Champ Clark Bridge was formerly a toll bridge.

The bridge was named after James Beauchamp Clark, a former Speaker of the House from Bowling Green, Missouri. Clark served as Speaker from 1911 to 1919.

During construction, a span of the bridge collapsed on September 6, 1927, due to faulty false work. The second span from the Missouri shore collapsed without warning just after quitting time. Two workmen were still on the span resulting in one fatality and one serious injury. This span collapse caused the failure of the first company formed to finance construction of the bridge, delaying completion for at least one year.

The bridge was designed by Harrington, Howard and Ash, with construction being completed by the Missouri Valley Bridge and Iron Co. of Leavenworth, KS, and Wisconsin Bridge and Iron Co. of Milwaukee, Wisconsin.

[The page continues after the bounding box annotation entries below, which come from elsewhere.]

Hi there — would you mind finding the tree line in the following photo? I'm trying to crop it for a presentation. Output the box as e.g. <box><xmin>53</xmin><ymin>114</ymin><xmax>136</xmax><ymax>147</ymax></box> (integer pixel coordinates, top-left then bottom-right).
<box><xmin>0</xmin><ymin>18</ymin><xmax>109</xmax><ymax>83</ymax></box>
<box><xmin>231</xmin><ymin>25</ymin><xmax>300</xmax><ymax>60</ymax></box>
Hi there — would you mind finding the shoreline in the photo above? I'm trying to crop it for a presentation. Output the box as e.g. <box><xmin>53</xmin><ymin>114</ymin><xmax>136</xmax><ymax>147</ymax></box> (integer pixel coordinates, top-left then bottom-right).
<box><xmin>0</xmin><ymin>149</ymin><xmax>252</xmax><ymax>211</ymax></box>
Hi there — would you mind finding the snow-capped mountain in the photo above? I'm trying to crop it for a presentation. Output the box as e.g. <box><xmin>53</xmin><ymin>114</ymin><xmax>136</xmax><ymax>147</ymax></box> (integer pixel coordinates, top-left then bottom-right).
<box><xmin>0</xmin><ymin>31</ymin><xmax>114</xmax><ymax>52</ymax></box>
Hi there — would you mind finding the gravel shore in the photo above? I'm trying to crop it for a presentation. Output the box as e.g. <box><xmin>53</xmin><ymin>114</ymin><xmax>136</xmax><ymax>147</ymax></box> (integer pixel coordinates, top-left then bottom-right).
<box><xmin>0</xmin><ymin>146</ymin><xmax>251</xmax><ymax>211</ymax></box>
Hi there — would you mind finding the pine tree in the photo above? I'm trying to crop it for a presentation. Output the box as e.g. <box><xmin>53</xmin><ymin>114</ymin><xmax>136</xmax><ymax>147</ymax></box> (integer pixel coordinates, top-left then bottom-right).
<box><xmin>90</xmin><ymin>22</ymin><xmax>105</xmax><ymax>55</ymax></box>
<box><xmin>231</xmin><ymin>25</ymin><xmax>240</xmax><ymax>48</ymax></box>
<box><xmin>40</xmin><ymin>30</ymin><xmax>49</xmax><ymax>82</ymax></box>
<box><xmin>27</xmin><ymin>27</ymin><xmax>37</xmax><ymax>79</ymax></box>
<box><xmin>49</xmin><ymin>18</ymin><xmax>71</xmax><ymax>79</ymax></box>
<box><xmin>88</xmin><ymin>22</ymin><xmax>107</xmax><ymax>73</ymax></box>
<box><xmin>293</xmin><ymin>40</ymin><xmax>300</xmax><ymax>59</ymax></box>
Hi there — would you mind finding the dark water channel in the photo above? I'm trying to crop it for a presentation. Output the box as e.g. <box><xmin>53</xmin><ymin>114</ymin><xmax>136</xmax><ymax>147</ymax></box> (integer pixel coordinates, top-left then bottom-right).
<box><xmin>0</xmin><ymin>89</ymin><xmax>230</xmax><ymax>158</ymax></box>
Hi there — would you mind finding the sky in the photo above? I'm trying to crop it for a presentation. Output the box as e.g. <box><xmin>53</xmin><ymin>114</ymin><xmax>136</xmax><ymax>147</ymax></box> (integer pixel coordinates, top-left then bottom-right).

The bridge was narrow, allowing for two lanes of traffic on a deck that was only 20 ft wide. The bridge, originally painted silver, was repainted deep green in 1983, and repaired in 1999. In 2005, the Missouri Department of Transportation again rehabbed and repainted the bridge, replacing the green color of the bridge with gray. The bridge is 2,286.4 feet (697 m) in length. The span over the main channel of the Mississippi River is 418.5 feet (128 m) in length.

In 2013, MoDOT heightened restrictions on oversized loads on the bridge, citing its age and width. Pull-off areas were constructed, and all wide/oversized loads were required to pull over and call the Louisiana police department for an escort. In 2014, a legal weight limit of 40 tons was put into place and the speed limit was reduced to 30 mph, due to accelerated deterioration. Until its replacement bridge opened, MoDOT affirmed that the bridge was safe to travel so long as motorists complied with the posted weight and speed limits.

==Replacement==

In 2015, MoDOT and IDOT were jointly awarded a federal TIGER grant to replace the bridge and reduce the cost to each state, and Illinois committed its share. In 2016, MoDOT announced inclusion of funding for its portion of the bridge replacement cost in its draft five-year plan. The new bridge opened on August 3, 2019, and retained the name of the old span. The old bridge was demolished in late 2019.